Big Diagram are loading slow?

Hi,
We have a custom class for Link and temporary link(CustomLinkingTool) to compute the straight line. This causing the diagram to load too slow and some times browser is hanging. I was thinking that because of custom Link.ComputePoint(), the diagram computing the points for the loading link’s.

My Doubt’s?

  1. Is there any way to cancel computing Link.Computepoints() at load time of diagram?
  2. And also I am looking for initializing all the listener’s, custom classes link after the custom dragging, linking, and so after diagram is loaded in canvas. Is there any way to do it?

Just to clarify: if you replace the custom class used in your link template(s) with go.Link, then the performance for loading and interacting with the diagram is good again, yes?

First, if I were you, I would rewrite your override of Link.computePoints to be efficient.

If that is theoretically not possible, then I would conditionalize its behavior to be fast until a certain state change had happened. But I cannot tell right now what would be best for your situation.

Yes, After changing to go.Link the diagram performance is quite good.

I am also planning to rewrite the Link.ComputePoints in efficient way. Can you suggest me things I need to be careful while overriding computePoints.

That is hard to say.

If you are only concerned about load-time performance, you could conditionalize computePoints to check a flag which is set by an “InitialLayoutCompleted” DiagramEvent listener.

I have some doubts in Link.Points?
I am using Link.routing as AvoidNodes and which contains 6 points and I am trying to calculate straight line if the nodes are in same axis.

  1. Can I have more/less than 6 point’s
  2. Is it possible to replace those 6 points with new points. If so, I tried to replace the point’s but I am facing issue on replacing Why?
  3. Can I maintain 2 points at end’s and remaining 4 point’s at middle for straight line?.

If routing is AvoidsNodes, there can be an unlimited number of points in the route, because there can be an unlimited number of turns the route has to take. However the routing algorithm does return a shortest route with the fewest turns.

Yes, you can call the base method and then fiddle with the resulting route. And yes, it is commonplace for custom routing to keep the one or two end points at each end of the standard link route.

The default behavior of Link.computePoints is quite complex, because it handles so many different combinations of properties on the Link as well as on the connected ports/nodes, as well as when there is only one or zero connected ports.

Are you sure you want to override computePoints? What is it that you are trying to accomplish that cannot be done normally?

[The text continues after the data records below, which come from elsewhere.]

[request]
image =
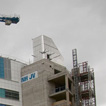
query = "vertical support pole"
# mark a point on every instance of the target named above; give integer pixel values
(76, 77)
(67, 90)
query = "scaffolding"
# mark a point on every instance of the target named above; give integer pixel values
(87, 85)
(84, 83)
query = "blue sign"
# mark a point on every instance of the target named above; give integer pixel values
(29, 77)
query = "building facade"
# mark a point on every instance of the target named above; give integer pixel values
(10, 84)
(45, 83)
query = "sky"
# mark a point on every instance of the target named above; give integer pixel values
(79, 24)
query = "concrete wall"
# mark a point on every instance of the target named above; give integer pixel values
(36, 91)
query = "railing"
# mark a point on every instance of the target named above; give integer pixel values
(62, 103)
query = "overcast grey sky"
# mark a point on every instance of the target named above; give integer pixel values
(71, 24)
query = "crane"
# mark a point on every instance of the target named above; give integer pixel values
(9, 20)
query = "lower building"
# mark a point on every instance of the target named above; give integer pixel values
(10, 84)
(45, 83)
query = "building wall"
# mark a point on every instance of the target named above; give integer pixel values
(36, 92)
(10, 84)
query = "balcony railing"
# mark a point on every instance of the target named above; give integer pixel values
(62, 103)
(58, 89)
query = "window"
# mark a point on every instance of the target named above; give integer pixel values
(4, 93)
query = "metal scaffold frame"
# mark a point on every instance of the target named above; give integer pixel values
(84, 83)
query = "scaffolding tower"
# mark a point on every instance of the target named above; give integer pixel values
(84, 83)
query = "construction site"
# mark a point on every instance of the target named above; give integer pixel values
(46, 81)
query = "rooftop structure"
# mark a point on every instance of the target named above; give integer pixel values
(44, 48)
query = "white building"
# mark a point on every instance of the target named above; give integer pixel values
(10, 83)
(44, 47)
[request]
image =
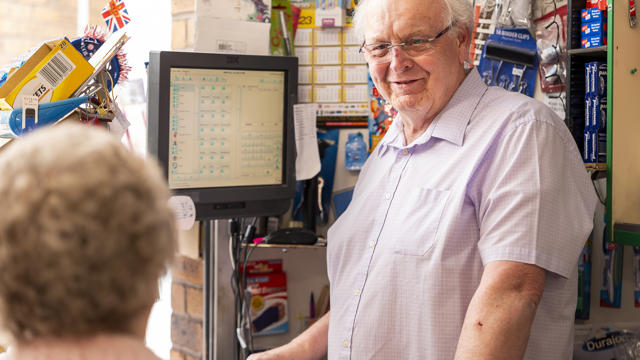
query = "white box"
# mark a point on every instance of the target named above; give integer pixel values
(304, 37)
(331, 55)
(349, 37)
(327, 37)
(305, 55)
(333, 17)
(327, 74)
(354, 74)
(352, 55)
(305, 75)
(355, 93)
(305, 93)
(327, 93)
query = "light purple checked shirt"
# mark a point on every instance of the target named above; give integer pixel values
(496, 176)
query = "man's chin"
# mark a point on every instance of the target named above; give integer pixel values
(410, 104)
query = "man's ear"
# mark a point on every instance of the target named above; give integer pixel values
(463, 44)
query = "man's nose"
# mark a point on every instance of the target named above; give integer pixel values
(400, 60)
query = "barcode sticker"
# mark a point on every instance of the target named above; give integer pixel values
(517, 71)
(56, 70)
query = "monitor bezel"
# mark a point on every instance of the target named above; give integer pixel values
(232, 201)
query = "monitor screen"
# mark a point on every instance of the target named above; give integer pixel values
(226, 138)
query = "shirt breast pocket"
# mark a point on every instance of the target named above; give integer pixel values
(417, 225)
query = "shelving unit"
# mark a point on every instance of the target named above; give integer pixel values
(623, 172)
(576, 58)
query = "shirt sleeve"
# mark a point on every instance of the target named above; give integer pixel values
(534, 199)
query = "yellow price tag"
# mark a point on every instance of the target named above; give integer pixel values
(307, 17)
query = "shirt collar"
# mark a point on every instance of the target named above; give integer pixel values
(450, 124)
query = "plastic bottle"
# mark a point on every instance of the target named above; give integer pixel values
(355, 152)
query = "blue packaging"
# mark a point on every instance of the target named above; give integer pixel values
(598, 118)
(598, 147)
(593, 41)
(584, 281)
(593, 28)
(587, 79)
(355, 152)
(587, 112)
(586, 152)
(593, 14)
(599, 78)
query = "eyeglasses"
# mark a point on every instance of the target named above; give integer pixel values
(381, 52)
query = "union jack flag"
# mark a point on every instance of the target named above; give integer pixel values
(115, 15)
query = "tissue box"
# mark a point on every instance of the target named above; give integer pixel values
(54, 72)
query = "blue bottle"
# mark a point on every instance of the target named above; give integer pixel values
(355, 152)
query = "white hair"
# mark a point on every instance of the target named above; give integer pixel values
(460, 12)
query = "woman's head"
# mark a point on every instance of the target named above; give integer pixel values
(85, 233)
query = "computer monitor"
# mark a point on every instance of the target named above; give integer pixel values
(222, 128)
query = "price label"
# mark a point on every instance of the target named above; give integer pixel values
(307, 17)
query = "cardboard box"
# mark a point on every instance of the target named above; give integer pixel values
(52, 73)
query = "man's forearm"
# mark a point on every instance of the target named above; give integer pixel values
(315, 339)
(498, 321)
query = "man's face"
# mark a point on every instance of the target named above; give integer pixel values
(423, 83)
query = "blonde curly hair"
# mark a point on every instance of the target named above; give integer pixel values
(85, 234)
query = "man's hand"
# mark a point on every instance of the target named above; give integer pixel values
(310, 345)
(498, 320)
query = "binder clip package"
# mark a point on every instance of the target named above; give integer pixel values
(593, 28)
(509, 60)
(268, 303)
(53, 72)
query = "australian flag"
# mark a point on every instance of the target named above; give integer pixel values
(115, 14)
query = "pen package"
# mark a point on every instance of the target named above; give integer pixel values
(584, 281)
(330, 13)
(281, 31)
(636, 276)
(610, 293)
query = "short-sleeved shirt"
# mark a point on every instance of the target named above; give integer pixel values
(496, 176)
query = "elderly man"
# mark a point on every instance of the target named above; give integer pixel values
(463, 235)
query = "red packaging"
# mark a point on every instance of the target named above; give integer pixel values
(263, 266)
(268, 303)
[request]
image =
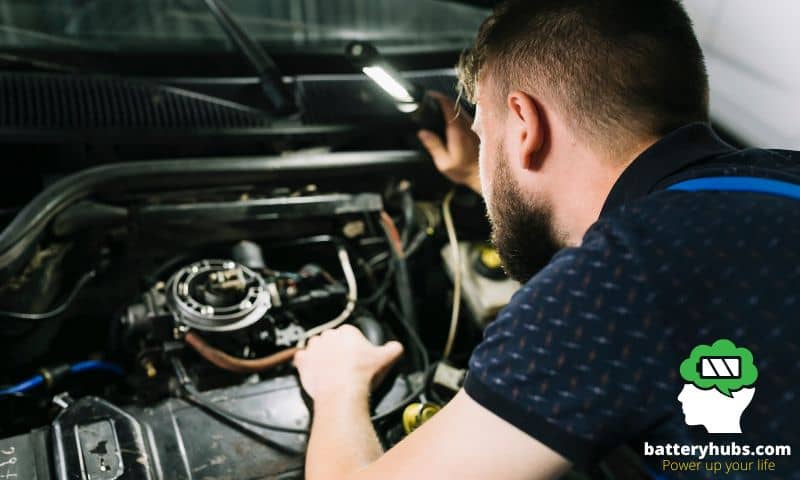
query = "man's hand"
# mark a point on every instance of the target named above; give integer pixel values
(343, 363)
(458, 159)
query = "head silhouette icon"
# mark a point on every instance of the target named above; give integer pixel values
(715, 411)
(721, 378)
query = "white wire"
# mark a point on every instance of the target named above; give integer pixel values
(451, 235)
(352, 297)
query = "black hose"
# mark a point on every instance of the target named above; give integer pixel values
(59, 309)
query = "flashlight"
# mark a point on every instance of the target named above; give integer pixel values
(409, 97)
(720, 367)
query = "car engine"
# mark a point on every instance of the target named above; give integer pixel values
(156, 316)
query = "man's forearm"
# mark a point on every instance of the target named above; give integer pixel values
(343, 440)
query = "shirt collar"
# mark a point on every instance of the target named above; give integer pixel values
(669, 155)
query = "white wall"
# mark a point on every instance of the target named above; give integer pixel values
(752, 52)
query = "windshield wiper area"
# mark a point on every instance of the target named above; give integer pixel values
(268, 72)
(7, 59)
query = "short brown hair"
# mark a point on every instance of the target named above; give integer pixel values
(615, 67)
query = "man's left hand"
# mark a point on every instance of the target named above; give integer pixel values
(342, 363)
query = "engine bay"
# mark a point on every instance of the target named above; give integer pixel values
(155, 311)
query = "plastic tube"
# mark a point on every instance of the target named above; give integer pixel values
(80, 367)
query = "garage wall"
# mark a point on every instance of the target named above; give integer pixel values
(752, 51)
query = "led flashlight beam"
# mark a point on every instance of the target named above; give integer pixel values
(388, 83)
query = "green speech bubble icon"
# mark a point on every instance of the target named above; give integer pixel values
(722, 365)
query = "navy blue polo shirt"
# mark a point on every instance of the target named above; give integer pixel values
(586, 356)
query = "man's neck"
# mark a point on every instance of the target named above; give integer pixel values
(584, 191)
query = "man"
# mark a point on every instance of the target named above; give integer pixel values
(586, 111)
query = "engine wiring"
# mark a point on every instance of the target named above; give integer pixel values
(48, 376)
(453, 239)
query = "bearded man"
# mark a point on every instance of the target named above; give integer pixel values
(590, 117)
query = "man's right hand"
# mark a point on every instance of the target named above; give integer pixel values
(458, 158)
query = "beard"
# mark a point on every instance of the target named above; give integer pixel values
(522, 231)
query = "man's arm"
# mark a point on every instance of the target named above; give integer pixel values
(464, 440)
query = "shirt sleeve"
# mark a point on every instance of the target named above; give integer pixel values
(575, 359)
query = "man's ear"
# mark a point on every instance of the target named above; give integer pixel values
(527, 126)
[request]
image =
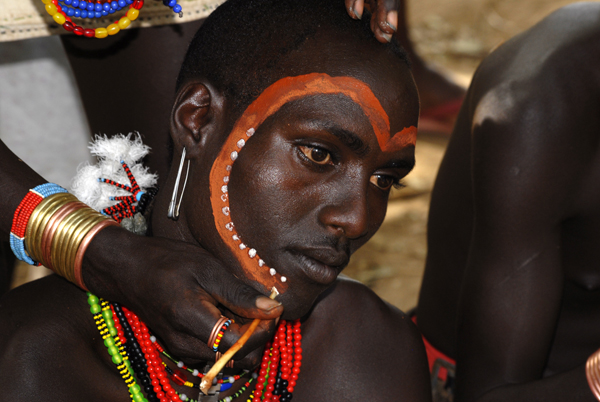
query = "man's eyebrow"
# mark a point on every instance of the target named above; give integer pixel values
(407, 163)
(346, 137)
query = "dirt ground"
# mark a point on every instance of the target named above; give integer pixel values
(453, 35)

Mainly for making the link straight. Using AvoidNodes it’s hard to have straight between two nodes like this:

And also for drawing unconnected straight line from the node in Avoidnodes rotuting.

The purpose of AvoidsNodes routing is not only to “avoid crossing over nodes” but to also provide an orthogonal path. So if the fromSpot and the toSpot do not line up with exactly the same X or Y point in document coordinates, a turn is required.

If you want to avoid small “jags”, could you move the nodes to be aligned to a grid? However that gets more difficult or impossible if you have multiple ports on a node, especially if the distance between ports does not factor evenly into the positions/sizes of the nodes.

Yes. As you told, In our scenario we have multiple ports to the nodes nearly 8 ports. Yes it’s really hard to maintain the fromspot and tospot in same x axis for those nodes.

Do you really need to have logically and physically distinct ports?

If not, another possibility is to just try to connect to the sides of the whole node (which I assume is rectangular).

Consider, for example, the custom routing done by a number of Link subclasses that are in the samples. They vary a bit from each other, but they all intend to route to the nearest point on the side of the node. Look at the link subclass definitions in these samples:

Hi Walter,
InitialLayoutCompleted DiagramEvent listener invoking before the data is coming from Database.
I want to start computation Link.ComputePoints after the diagram data loaded from database to GOJS?.

If you replace the Diagram.model, “InitialLayoutCompleted” is the DiagramEvent that you want.

If you merely modify the model, then “LayoutCompleted” is what you want, except you need to detect the first one after your “load”. “LayoutCompleted” will also happen after any other reason that a layout occurs.